Potentially you created your tables with too many shards and want to rectify this situation. Some indications for too many shards can be:

  • you have many small shards with typical shard sizes being below 5GB, or
  • you have over-allocated the number of shards in your tables and are noticing performance degradation due to this, or
  • your cluster grew over time and you will hit the cluster.max_shards_per_node limit of 1000 shards per node soon

You likely want to take action. But what are your options?

Potentially your sharding strategy is fine

First, give it a thought if your sharding strategy is sound. Do you have correctly sized shards? Is your performance good? Do your business use cases require you to retain a specific amount of data which in turn requires a specific amount of shards?

If yes, you probably did something very right :raised_hands:. If you are going to hit the shard limit soon you should likely think about scaling your cluster by adding additional nodes to it.

If not though check out the options below.

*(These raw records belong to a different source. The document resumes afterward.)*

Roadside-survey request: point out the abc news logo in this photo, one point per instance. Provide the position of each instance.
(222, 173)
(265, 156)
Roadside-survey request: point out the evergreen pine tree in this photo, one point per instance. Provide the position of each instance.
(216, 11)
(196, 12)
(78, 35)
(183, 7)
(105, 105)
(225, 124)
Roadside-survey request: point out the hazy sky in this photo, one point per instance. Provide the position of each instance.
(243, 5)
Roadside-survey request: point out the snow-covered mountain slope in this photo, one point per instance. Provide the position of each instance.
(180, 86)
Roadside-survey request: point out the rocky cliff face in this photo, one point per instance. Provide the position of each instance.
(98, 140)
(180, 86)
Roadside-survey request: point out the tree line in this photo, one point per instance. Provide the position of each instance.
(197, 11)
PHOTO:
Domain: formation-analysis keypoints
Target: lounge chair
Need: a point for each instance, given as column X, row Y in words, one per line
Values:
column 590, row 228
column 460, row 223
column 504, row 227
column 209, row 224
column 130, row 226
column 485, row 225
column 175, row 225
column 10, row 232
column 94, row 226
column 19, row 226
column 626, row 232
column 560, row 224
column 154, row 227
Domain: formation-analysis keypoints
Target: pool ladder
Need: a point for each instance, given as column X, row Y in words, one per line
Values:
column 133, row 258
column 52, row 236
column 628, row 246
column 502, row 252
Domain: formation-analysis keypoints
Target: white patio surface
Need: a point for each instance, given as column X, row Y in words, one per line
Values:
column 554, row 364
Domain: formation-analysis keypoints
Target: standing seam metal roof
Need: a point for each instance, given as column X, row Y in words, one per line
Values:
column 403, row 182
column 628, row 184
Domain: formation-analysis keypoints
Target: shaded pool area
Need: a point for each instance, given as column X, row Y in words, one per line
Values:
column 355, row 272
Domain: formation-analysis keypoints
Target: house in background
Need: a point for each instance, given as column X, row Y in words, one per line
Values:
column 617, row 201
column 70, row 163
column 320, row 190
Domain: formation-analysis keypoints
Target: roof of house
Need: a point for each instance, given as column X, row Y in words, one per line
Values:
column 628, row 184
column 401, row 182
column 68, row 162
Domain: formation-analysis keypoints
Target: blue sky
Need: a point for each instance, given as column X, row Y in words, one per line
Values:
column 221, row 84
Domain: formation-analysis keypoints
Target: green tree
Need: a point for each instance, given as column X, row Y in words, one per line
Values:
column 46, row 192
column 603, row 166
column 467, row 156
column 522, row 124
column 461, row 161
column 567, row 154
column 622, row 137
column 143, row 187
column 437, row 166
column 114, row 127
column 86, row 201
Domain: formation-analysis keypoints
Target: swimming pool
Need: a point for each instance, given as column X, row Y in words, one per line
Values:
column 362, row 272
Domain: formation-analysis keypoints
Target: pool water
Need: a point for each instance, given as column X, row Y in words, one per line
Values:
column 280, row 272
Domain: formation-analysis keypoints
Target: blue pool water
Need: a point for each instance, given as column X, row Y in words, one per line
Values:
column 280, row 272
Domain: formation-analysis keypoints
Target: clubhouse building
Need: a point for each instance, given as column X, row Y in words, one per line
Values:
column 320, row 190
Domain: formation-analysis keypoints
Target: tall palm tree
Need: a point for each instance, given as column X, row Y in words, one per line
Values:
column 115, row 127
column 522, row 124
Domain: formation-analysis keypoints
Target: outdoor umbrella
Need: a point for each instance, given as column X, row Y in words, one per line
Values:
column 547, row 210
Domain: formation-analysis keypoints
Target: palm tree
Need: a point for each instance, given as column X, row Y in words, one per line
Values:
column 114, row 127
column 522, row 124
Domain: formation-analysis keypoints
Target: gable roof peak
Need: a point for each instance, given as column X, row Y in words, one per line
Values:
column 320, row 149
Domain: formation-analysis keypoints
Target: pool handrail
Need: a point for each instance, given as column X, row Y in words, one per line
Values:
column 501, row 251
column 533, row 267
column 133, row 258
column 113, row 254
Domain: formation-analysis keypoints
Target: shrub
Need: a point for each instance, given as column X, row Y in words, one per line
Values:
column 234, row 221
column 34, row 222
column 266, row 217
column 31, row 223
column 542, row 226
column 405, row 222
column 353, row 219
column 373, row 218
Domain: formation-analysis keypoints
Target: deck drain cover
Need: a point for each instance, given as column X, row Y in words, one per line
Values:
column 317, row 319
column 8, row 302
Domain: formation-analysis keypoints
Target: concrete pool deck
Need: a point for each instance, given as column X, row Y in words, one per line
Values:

Change number of shards for future partitions

If you have a partitioned table and no immediate action is required your easiest option is to change the number of shards going forward and leave old partitions at the old levels. Over time your retention policy will phase out your shard over-allocated partitions.

You can change the number of partitions going forward with the following command:

ALTER TABLE <table_name> SET (number_of_shards = <reduced_number_of_shards>);

Change sharding for an existing table

Given you want to retroactively change the number of shards for an existing table or partitions you need to follow a number of steps to execute this course of action. You have two possibilities to do this both with certain advantages and drawbacks:

Re-Create table

This is likely the easier option to execute.

First, create a second table with the desired number of shards. Afterwards, use an INSERT INTO SELECT to copy the data from the old table to the new table:

INSERT INTO <new_table_name> (SELECT * FROM <old_table_name>);

Finally, you can drop the old table and optionally rename the new table to the old table name.

Change number of shards in place

It is also possible to change the number of shards in place but certain restrictions apply:

  • You need a node that is capable to hold the data of the whole table
  • The new number of shards must be a factor of the current number of shards (e.g. if you currently have 15 shards you can reduce to either 5, 3, or 1 shard)
  • During this process, you will not have any replicas of your shards which could potentially lead to data loss if you should lose this node during the operation
  • If you have replicas configured your data health check will temporarily switch to orange

If you are ok with these you can proceed by following these steps:

  1. First, we will allocate all shards to a specific node:

    ALTER TABLE <table_name> SET ("routing.allocation.require._name" = '<selected_node_name>');
    
  2. Once this process is finished you need to set the table into read-only mode:

    ALTER TABLE <table_name> SET ("blocks.write" = true);
    
  3. Now reduce the number of shards to the desired number (only factors of the current number of shards are valid):

    ALTER TABLE <table_name> SET (number_of_shards = 5);
    
  4. Finally, remove the read-only mode and the allocation filter:

    ALTER TABLE <table_name> RESET ("routing.allocation.require._name", "blocks.write");
    
3 Likes

Hi @jayeff , Is it possible to reduce the shards for certain partitions only? e.g. if the partition is on workday and I would want only few days to have less shards. And this is required after the data is ingested for those days.

@vinayak.shukre

Yes you have to use the ALTER TABLE with PARTITION

e.g.

ALTER TABLE <table_name> PARTITION (partition_column = value [ , ... ]) SET (number_of_shards = 5);

It is easier to do that beforehand though.

also see

Thanks. Will try this. I thought this will only work before creating the partitions. I have tried it that way.